Newswise — FAYETTEVILLE, Ark. — A $32 million grant to be administered over the next five years by the University of Arkansas will take the first step in helping teenagers with disabilities enter the workforce.
According to Brent T. Williams, the cycle of poverty for people with disabilities begins in adolescence when they are unable to gain experience in the workforce.
“Most of us in the competitive workplace had a first entry-level job or internship at the beginning of our work lives,” Williams said. “That experience, good or bad, was instrumental in our later workplace success. Adolescents who receive Social Security disability benefits typically do not have a first job or internship experience. As such, they remain cut off from the world of work.”
Williams, an associate professor of rehabilitation education and research at the University of Arkansas, will lead the effort to help 1,000 adolescents who receive Supplemental Security Income secure their first paid work experience.
The project, a collaboration of the university, the Arkansas Department of Education and other state agencies is part of a national initiative known as PROMISE, which stands for “Promoting Readiness of Minors in Supplemental Security Income.” The PROMISE program is a joint initiative of four federal agencies: the departments of education, health and human services, labor and the Social Security Administration.
“The confluence of poverty and disability is devastating and yet no two demographic attributes are more inextricably linked,” Williams said. “Worst still, poverty and disability perpetuate a cycle that further isolates and marginalizes individuals with disabilities from low income families. This is particularly true for adolescent with disabilities.”
University researchers will gather data on the participants over the course of the five years to investigate the strength of the possible correlation between initial paid work experiences and later competitive employment, Williams said.
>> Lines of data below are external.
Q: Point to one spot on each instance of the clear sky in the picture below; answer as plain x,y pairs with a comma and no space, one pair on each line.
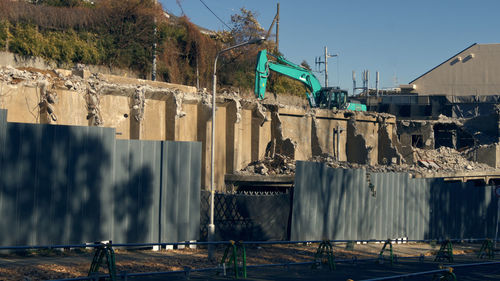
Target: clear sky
400,39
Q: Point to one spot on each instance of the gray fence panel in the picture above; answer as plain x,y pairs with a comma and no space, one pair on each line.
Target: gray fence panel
402,207
304,226
69,184
136,191
180,216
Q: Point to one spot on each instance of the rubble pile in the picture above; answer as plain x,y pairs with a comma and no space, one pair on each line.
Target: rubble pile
429,161
445,159
277,165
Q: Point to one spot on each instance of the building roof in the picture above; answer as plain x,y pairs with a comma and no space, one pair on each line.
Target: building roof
451,58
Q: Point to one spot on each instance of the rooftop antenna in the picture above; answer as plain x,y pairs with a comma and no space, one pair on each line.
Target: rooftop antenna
318,62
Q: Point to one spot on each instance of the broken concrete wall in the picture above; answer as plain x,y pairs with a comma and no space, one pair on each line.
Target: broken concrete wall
414,134
388,146
245,130
487,154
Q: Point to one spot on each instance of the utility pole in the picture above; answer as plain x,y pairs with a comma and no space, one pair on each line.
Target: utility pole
325,61
153,70
277,27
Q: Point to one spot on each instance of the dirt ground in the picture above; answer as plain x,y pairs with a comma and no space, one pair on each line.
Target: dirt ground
57,264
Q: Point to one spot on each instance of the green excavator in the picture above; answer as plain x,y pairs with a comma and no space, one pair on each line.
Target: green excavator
322,97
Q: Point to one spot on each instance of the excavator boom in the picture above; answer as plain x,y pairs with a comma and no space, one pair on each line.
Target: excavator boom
287,68
317,96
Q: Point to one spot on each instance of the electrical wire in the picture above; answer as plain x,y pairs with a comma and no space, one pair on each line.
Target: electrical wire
215,14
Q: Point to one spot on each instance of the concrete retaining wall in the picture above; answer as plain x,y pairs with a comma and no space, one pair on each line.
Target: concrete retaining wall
245,130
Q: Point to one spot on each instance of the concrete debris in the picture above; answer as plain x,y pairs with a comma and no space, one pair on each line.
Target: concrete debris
93,102
277,165
446,160
139,102
443,160
47,101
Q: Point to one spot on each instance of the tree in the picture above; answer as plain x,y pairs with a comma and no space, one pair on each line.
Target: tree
305,65
245,26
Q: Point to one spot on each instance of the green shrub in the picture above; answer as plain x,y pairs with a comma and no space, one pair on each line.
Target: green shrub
4,34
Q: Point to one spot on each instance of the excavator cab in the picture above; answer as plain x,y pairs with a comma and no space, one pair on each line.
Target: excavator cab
332,98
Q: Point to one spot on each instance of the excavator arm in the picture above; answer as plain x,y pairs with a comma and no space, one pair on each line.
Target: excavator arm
287,68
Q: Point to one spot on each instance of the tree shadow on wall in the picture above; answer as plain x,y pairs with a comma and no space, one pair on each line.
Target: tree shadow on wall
133,204
51,181
461,210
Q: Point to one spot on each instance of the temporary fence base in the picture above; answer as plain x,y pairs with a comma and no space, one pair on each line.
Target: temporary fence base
104,249
325,252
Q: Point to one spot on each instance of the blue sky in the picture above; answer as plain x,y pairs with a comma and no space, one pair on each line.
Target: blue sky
400,39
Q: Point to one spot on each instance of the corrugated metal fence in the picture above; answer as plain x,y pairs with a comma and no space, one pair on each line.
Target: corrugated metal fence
341,204
68,184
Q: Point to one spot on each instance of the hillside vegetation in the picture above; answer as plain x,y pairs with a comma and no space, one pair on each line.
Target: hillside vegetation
123,33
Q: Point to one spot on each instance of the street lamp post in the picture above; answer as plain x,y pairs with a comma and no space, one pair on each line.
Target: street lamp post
211,226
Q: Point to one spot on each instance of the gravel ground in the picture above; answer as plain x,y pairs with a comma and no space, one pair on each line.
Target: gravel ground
55,264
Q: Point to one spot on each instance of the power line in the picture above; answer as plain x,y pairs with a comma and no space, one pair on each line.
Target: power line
215,14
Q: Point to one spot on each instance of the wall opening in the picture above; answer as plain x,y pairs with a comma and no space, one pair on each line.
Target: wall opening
417,141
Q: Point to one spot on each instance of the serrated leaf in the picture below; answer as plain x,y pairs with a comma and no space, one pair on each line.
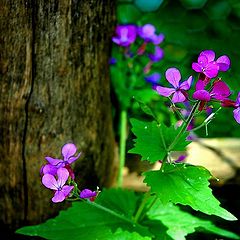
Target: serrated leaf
181,223
153,140
92,220
187,185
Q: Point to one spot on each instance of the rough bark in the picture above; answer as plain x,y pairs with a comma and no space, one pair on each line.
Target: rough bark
54,89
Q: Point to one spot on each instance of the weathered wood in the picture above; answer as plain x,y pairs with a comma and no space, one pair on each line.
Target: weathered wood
59,58
15,79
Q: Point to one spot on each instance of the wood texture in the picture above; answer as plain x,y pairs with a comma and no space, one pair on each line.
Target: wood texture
54,89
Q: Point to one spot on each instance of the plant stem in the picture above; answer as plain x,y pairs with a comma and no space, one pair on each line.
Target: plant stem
184,126
122,150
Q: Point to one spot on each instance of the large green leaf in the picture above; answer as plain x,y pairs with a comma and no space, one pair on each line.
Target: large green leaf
153,140
125,235
93,220
181,223
187,185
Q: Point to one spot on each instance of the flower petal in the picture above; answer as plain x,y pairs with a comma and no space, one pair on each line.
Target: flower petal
202,95
220,91
54,161
63,175
223,63
58,197
210,54
211,70
202,60
73,159
238,99
166,92
68,150
157,39
173,76
178,97
66,190
49,168
200,85
236,114
86,193
157,56
196,67
186,84
49,181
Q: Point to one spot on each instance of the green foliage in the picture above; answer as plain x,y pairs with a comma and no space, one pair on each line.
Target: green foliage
112,217
181,223
153,140
148,6
187,185
89,220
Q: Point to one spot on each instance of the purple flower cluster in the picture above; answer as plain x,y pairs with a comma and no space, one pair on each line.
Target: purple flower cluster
208,87
57,172
126,35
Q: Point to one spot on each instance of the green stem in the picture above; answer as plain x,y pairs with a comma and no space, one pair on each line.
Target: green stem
122,150
184,126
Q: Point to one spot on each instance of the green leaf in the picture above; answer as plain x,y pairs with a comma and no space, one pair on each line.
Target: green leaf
128,13
93,220
187,185
125,235
181,223
153,140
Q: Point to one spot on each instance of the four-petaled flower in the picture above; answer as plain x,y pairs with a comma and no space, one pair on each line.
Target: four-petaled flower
220,91
68,152
125,35
179,91
208,66
236,111
61,190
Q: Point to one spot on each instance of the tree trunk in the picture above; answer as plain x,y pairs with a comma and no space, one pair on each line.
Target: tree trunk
54,89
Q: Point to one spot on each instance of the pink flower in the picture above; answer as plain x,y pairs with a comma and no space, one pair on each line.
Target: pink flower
179,89
61,190
208,66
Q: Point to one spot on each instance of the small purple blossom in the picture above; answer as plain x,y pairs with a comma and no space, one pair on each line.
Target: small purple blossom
153,78
147,33
61,190
68,152
220,91
208,66
236,111
157,55
86,193
179,89
125,35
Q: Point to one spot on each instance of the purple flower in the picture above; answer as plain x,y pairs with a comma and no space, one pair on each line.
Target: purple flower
181,158
153,78
208,66
61,190
220,91
157,55
236,112
86,193
68,152
125,35
147,32
179,91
“The findings from this research could go a long way toward facilitating the independence and societal inclusion of adolescents with disabilities,” Williams said. “Less than 10 percent of adolescents with disabilities who receive Social Security disability benefits ever achieve competitive employment. This isolates and marginalizes them for the rest of their lives. It is socially unjust and, for the Social Security Administration, financially untenable.”
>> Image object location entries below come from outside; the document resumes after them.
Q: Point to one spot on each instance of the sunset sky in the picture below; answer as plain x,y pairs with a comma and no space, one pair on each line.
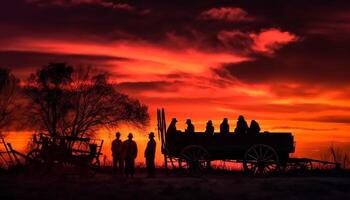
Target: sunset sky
283,63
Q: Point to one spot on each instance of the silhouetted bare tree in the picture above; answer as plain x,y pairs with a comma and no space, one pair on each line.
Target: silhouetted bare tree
8,94
74,102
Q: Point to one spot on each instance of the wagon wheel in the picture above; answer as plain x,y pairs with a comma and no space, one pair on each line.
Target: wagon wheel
34,159
195,160
95,163
261,160
300,167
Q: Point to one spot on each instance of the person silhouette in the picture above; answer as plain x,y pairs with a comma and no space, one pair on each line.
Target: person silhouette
117,146
129,154
172,127
254,128
150,155
242,126
209,130
224,127
190,127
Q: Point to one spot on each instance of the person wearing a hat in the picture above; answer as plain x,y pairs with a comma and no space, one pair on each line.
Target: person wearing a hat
150,155
172,127
117,146
209,130
129,154
190,127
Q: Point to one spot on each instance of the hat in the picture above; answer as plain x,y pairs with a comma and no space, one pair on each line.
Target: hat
151,134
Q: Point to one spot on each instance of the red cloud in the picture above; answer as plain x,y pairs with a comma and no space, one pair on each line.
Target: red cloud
230,14
266,41
269,40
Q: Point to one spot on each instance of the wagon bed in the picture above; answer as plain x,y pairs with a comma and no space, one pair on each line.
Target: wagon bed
231,146
260,154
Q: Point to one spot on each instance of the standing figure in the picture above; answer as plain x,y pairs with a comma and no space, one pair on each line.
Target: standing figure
172,127
209,130
117,146
190,127
254,128
224,127
129,154
150,155
242,126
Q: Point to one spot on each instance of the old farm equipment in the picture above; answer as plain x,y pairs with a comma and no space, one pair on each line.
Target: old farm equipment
260,154
48,151
65,150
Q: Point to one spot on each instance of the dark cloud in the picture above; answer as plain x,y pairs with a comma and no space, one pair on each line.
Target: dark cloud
26,60
136,87
316,60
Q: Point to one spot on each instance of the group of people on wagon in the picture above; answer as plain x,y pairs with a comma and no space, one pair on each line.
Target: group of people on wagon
242,127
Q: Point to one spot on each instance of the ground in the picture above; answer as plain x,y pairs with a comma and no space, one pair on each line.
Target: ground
25,185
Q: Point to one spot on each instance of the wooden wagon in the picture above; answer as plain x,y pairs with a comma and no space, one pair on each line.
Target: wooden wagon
65,150
261,154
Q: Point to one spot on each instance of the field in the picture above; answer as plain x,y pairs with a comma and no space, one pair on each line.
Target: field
221,185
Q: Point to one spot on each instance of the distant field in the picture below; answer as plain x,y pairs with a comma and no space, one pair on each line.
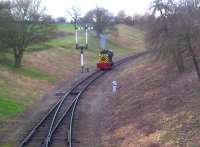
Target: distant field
48,62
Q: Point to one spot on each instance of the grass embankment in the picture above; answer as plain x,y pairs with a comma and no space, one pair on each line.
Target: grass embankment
46,63
155,109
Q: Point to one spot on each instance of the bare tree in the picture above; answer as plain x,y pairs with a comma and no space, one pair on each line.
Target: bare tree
75,14
25,25
175,30
101,19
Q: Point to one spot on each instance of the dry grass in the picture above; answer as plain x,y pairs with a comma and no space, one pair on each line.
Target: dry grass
152,109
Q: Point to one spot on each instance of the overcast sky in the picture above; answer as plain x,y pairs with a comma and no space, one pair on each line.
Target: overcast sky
57,8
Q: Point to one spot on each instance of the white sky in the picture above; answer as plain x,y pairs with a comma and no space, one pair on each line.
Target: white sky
57,8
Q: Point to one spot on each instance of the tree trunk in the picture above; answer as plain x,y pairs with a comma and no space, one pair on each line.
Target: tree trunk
18,55
194,59
179,61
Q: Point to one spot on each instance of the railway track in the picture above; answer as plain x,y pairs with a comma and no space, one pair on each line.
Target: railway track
55,128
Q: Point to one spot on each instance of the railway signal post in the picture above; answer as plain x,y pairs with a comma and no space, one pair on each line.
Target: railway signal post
83,46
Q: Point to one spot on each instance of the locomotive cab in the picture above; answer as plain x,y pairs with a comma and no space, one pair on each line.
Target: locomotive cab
105,60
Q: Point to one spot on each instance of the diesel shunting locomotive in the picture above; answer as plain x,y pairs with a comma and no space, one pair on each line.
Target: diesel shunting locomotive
105,60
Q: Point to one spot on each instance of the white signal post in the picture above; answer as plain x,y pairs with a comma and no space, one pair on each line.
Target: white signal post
82,47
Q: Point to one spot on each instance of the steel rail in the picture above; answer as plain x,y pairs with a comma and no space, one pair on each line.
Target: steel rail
58,105
122,61
53,108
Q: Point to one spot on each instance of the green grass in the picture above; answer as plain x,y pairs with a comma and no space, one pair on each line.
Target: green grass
65,27
32,72
26,71
9,106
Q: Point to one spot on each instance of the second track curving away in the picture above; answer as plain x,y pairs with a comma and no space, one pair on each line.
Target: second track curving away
55,128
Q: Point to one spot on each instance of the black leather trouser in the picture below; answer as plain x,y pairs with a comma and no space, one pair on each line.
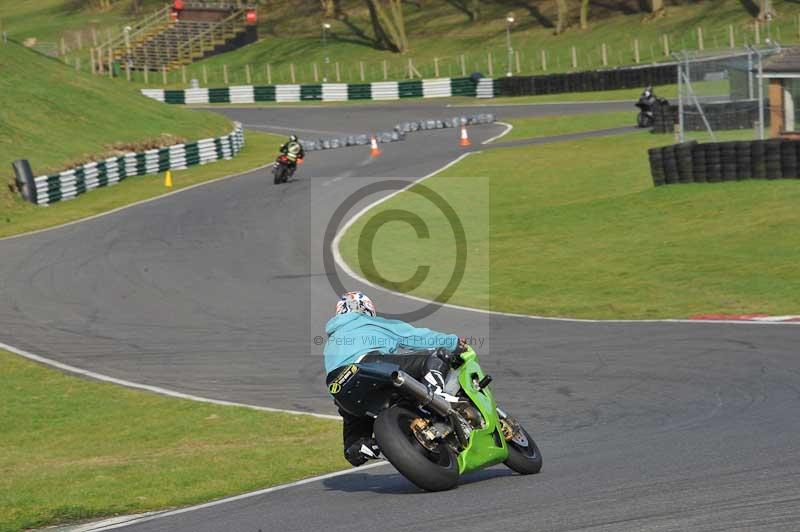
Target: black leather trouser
354,427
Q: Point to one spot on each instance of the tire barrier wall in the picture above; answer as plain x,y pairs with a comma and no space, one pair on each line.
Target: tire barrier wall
588,81
325,92
715,162
609,79
398,133
76,181
720,116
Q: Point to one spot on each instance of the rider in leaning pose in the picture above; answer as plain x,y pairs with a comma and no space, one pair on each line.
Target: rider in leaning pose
356,334
293,151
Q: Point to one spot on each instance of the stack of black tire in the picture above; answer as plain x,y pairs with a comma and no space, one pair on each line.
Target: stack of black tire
672,164
720,116
758,162
788,159
772,158
664,118
699,163
595,80
744,166
715,162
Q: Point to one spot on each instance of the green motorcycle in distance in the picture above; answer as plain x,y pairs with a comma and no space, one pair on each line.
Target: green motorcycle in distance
429,439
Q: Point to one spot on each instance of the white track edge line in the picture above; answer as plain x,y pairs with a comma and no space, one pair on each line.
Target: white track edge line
234,498
154,389
508,129
340,262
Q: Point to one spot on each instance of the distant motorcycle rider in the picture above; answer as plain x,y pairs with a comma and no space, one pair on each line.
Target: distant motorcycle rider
293,151
647,104
357,335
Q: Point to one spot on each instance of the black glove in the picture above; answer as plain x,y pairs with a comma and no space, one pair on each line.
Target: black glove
362,450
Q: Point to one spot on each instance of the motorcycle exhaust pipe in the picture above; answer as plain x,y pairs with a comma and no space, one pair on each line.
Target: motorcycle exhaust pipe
412,387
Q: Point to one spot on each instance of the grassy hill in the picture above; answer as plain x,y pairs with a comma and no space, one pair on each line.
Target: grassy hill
291,34
441,30
49,20
53,116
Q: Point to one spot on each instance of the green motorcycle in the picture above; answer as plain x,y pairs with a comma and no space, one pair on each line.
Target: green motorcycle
430,440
A total of 2,000 adolescents between the ages of 14 and 16 who receive SSI will be recruited for the Arkansas PROMISE project. The youth will be divided into two groups, with half receiving the intervention of job coaching and benefits counseling, and the other half serving as a control group that does not receive the intervention.
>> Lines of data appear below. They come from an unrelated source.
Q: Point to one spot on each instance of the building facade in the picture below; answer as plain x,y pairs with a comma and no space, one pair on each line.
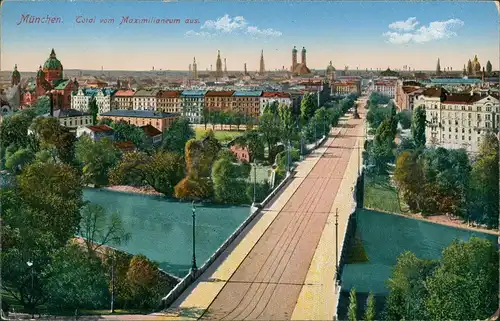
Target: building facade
170,102
124,99
247,103
139,118
146,99
385,87
458,120
270,97
219,101
193,103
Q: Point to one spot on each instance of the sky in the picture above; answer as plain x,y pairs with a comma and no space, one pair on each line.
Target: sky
362,34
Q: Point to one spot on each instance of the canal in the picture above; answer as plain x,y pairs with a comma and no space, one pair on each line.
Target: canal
161,229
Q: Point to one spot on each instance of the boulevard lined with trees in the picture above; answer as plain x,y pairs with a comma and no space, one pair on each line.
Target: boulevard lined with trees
55,252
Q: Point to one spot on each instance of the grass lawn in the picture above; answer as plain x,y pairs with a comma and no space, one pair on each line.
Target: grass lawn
221,135
381,195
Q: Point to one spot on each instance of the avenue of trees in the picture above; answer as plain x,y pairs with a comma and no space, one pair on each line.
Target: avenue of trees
433,181
46,266
461,285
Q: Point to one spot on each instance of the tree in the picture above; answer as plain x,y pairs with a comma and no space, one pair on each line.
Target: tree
269,127
404,118
97,159
53,135
17,161
465,285
418,126
177,135
75,281
286,121
252,140
407,288
230,181
489,68
98,228
308,106
127,132
55,191
93,109
130,170
370,308
353,306
145,286
483,194
165,171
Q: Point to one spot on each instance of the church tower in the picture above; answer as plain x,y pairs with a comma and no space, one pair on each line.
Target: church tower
262,70
218,66
294,58
16,77
304,56
195,69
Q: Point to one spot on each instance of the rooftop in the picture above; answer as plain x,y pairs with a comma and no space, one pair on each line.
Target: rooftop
196,93
100,128
138,113
150,131
247,93
219,94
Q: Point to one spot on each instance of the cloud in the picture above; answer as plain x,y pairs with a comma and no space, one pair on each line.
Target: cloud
226,25
407,25
434,31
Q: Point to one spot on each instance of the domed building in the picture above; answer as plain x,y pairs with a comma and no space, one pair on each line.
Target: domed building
16,77
50,78
299,69
330,72
53,68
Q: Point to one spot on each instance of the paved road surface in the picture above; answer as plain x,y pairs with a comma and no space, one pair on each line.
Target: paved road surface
268,282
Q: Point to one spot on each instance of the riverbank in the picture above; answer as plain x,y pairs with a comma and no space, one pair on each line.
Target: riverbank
442,220
146,190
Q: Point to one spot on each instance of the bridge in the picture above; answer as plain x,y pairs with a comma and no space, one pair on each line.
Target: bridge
282,266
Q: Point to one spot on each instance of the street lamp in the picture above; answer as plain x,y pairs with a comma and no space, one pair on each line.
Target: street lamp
194,267
30,264
337,274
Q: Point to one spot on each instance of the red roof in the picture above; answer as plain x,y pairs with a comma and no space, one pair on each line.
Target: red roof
124,93
276,95
150,131
171,94
100,128
219,94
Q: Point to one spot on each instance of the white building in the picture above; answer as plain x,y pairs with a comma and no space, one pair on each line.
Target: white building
270,97
105,100
458,120
385,87
146,99
81,99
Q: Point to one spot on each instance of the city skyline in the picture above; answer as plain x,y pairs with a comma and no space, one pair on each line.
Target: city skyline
415,34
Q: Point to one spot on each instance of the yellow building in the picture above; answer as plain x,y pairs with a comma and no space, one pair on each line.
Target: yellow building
139,118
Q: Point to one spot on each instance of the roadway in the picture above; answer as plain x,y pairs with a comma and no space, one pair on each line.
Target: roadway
263,275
Williams serves on the editorial board of the Journal of Vocational Evaluation and Work Adjustment and has held leadership positions in the American Rehabilitation Counseling Association (ARCA) and the National Council of Rehabilitation Education (NCRE).
Williams coordinates the rehabilitation counseling program in the College of Education and Health Professions at the University of Arkansas. The program was recently ranked eighth in the nation in scholarly productivity.
Arkansas was one of five individual states that received PROMISE funding. The other four were California, Maryland, New York and Wisconsin. A consortium of six states – Utah, South Dakota, North Dakota, Montana, Colorado and Arizona – also received funding.